-24-
Greg ran from the parking lot to the dark area behind Jenny’s Blarney wearing a dark ski mask and a backpack on a hot summer night. Definitely suspicious looking and he needed to get out of sight. He hopped a fence and sped through a green space where, during the day, people used their lunch hour to walk their dogs. He had parked his truck 1.74 miles away, according to Google maps. Hurrying along, he slipped off his backpack, took off his ski mask and stuffed it inside. He pulled off his gloves, turning them inside-out and put the knife in the bag as well. Concentrating on what he was doing, he had to make a real effort to stay on the trail. The lights from the plaza dimly lit the path and made the shadows darker, almost black. Out of the glow, the forested area was dark as pitch. He zipped up the bag and using his phone’s GPS map, he ran-jogged the trail, waiting for the wail of sirens to start heading towards him. Squinting at the bright screen, he kept losing his night vision whenever he looked at it but it was his guide and he needed the damn thing to find the fence surrounding the quarry. Looking down at his phone, he walked into the fence meant to keep people out of the area and from falling a few hundred feet at the sudden drop-off onto sharp rocks. He grunted, dropped the phone into the brush and the light went out.
“Damnit!”
He knelt and swiped his hand across the ground to where he thought the phone landed.
“Where is it?” He said through clenched teeth.

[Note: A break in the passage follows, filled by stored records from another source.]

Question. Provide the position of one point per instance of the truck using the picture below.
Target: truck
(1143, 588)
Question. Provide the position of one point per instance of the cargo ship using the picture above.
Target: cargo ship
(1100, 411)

He tensed, his shoulders climbing up to his ears. He heard it then. The sirens. He moaned and turned back to the ground, the tension pulling at his bowels and he thought he just might have to take a crap out here. He realized the saying wasn’t just a saying, was it? Scare the crap out of you? That could actually happen. He was touching cotton here and he needed to go and he couldn’t take a crap on the forest floor after committing a murder and he couldn’t leave his fucking phone. It was the burner phone. He needed it, but the ambulance was coming and behind them? That’s right. The cops. They might even have a dog with them. Follow his stink right here, where he had shit himself looking for his stupid phone in a dark forest and his hand closed over the hard plastic and he was so relieved, tears blurred his vision. He stood and stuffed the phone in his pocket. Holding the handle of the backpack tight in one hand he waited for his night vision to return. He saw the fence line and didn’t think he’d be able to throw it far enough from here. He moved along the fence watching where the earth ended and the drop into the quarry began while the screeching sirens announced their impending arrival. There. He found a spot. He gripped the handles, aimed for a gap in the trees and tossed the bag over the fence and into the quarry below. He made his way back to the path and hustled to his truck. One cop down. If he wanted to get both of them, he had to move. If only those two people hadn’t stumbled upon him shoving Kelly under the truck. He had wanted to go through the truck and see if the recording was in there. Too late now. Goddamnit. Still, he knew that could happen so no reason to bitch about it now. Besides, the detective probably had it. She was the detective after all. And who knows? It might work out for him. If he could get to the hotel before the detective hears of this, he could ambush her. Not in the lot, there were too many cameras there. Too many cameras everywhere. But he could get her leaving the lot when she gets to the road. He scouted it before and he could roll up on her, fire a couple of slugs from his Mossberg pump into her and be done with her. Wait. How would he get the recording then?
He stepped out of the bush, scanning the road to make sure all was clear, and then he ran to his truck and climbed in. He had another ski mask and gloves in the passenger footwell. They were under the top rack in his toolbox. He turned on the truck and mulled over the problem. He’d need time to search the hotel room and the detective. How could he do that? He’d have to be bold. He’d have to be fast. It’d be ideal to kill her in her room. He grinned in the darkness. He loved this shit. He loved killing and remembering the way Kelly had dropped under his knife, like he had cut off his legs instead of just stabbing him, thinking about it made Greg grow erect. A painful pleasantness in the confines of his black jeans. It’d be fun doing the detective too. But Kelly? He’d remember that forever. He had to get a move on though if he wanted this to work. Time for the detective. No reward without risk. He put the car in drive and peeled out.